The way it should have made him Marcy’s. He forced the thought aside. Now if only he hadn’t gone and screwed things up by choosing the wrong car to hop into.
Focus, babe, he commanded himself. Don’t let it get away from you. Probably ought to be glad the damned woman hadn’t chambered a round before she’d drawn down on him. Take it slow and easy. Don’t spook her. Gotta check the kid.
He held up his hands, offering appeasement. “Be careful with that thing, okay? I just want to get up and see if the kid’s all right.”
“He’s still in the bag on the back seat,” she said, as though he were an idiot to think otherwise. “Get out of the car and spread it across the hood. I’ll make sure you haven’t done him any permanent damage.”
Spread it across the hood? Jeth’s eyebrows crooked, and a startled grin trickled through him.

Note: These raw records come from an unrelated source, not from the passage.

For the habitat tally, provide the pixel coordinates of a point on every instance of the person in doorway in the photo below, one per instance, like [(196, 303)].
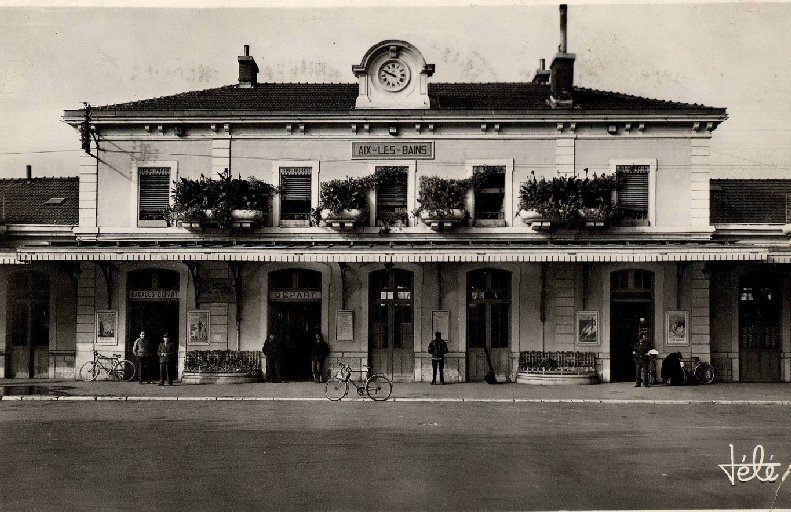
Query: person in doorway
[(317, 355), (271, 350), (166, 351), (437, 348), (640, 354), (140, 351)]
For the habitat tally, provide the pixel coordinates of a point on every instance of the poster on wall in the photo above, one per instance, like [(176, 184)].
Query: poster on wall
[(106, 327), (588, 327), (676, 328), (344, 326), (440, 322), (198, 327)]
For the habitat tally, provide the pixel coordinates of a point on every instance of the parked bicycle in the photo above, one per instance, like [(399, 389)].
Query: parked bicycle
[(376, 386), (115, 368), (701, 371)]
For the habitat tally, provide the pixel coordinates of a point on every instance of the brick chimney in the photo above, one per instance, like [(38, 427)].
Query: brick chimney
[(542, 74), (561, 79), (248, 69)]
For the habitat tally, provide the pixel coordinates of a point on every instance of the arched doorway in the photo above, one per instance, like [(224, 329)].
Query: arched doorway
[(631, 298), (391, 335), (153, 307), (295, 318), (488, 322), (760, 317), (28, 324)]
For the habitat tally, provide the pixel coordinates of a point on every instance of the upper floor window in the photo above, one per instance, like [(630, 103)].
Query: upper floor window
[(490, 195), (391, 196), (152, 191), (636, 196), (295, 195)]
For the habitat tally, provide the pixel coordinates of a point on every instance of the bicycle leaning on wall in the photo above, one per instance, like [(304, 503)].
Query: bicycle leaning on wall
[(376, 386)]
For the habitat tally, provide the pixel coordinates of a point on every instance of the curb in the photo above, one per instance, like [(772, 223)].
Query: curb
[(106, 398)]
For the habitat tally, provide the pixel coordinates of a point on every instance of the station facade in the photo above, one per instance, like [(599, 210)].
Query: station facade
[(494, 282)]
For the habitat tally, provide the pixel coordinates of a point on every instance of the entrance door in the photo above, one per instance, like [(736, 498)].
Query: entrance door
[(28, 321), (759, 328), (631, 296), (154, 316), (295, 324), (295, 318), (391, 338), (488, 320)]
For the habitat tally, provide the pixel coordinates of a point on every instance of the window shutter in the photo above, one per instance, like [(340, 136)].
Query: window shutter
[(394, 191), (634, 189), (154, 192), (296, 183)]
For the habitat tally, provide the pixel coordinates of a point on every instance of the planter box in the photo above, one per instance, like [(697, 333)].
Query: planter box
[(551, 378), (438, 221), (219, 378), (345, 219)]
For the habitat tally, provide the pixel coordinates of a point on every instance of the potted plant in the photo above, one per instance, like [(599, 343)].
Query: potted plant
[(441, 201), (568, 200), (342, 202)]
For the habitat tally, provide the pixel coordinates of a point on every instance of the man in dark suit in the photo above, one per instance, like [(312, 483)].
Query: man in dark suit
[(165, 351)]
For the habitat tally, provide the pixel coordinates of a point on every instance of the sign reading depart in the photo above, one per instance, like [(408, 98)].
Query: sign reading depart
[(393, 150)]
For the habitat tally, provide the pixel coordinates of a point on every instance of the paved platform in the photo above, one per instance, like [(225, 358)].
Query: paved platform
[(717, 393)]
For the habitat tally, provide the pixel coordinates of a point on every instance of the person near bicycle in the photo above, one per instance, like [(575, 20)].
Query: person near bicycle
[(640, 354), (317, 355), (166, 351), (437, 348), (140, 351)]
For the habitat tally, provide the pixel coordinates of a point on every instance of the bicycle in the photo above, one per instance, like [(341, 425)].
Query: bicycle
[(116, 368), (376, 386), (703, 372)]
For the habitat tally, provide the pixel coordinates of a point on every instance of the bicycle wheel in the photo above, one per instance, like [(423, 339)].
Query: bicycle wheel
[(89, 371), (704, 373), (378, 388), (336, 389), (123, 370)]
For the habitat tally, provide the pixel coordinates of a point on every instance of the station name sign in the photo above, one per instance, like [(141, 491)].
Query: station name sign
[(294, 295), (393, 150)]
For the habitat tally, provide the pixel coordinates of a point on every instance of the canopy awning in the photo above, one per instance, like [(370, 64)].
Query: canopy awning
[(429, 254)]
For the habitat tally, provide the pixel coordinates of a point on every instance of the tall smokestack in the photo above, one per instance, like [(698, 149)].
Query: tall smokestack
[(561, 79), (248, 69)]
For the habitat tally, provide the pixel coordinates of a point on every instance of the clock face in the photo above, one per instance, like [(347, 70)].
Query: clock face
[(394, 75)]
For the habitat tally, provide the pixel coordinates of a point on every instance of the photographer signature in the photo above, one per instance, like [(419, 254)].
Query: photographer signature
[(745, 471)]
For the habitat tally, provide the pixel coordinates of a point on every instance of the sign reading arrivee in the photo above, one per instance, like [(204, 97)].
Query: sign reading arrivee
[(393, 150)]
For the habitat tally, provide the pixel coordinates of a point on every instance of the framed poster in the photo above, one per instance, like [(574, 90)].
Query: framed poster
[(106, 327), (588, 327), (344, 326), (676, 327), (198, 327), (440, 322)]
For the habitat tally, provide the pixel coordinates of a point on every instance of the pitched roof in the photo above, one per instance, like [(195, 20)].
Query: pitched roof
[(38, 201), (750, 201), (283, 97)]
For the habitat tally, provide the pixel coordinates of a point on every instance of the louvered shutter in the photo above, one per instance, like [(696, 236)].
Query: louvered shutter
[(633, 194), (154, 192), (296, 183), (393, 192)]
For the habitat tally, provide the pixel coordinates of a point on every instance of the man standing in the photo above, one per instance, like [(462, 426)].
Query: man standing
[(437, 348), (140, 351), (271, 350), (317, 355), (640, 354), (166, 351)]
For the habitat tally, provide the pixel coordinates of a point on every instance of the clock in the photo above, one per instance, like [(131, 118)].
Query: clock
[(393, 75)]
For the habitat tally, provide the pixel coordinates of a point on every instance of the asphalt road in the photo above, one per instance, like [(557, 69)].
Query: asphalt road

He controlled the almost amusement before it reached his face. God almighty Moses, what had he gotten himself into? Sheesh, she probably carried a badge and handcuffs, too. And wouldn’t that just be super.
“Who are you?” he asked.
“The person with the gun gets to say what happens next,” she said coolly. “That’s me.”
He stared at her, disbelieving.
She shrugged, less a movement than an attitude. “You made the rules. I’m following them.” Then, when he still didn’t move, she motioned with her chin, not taking her eyes off Jeth. “Go on, back out that side.” She slid her thumb up to make sure the safety was off the nine millimeter. “Move,” she ordered softly, calmly, in a tone he’d have been foolish to ignore. “I’ve got a kid to look at.”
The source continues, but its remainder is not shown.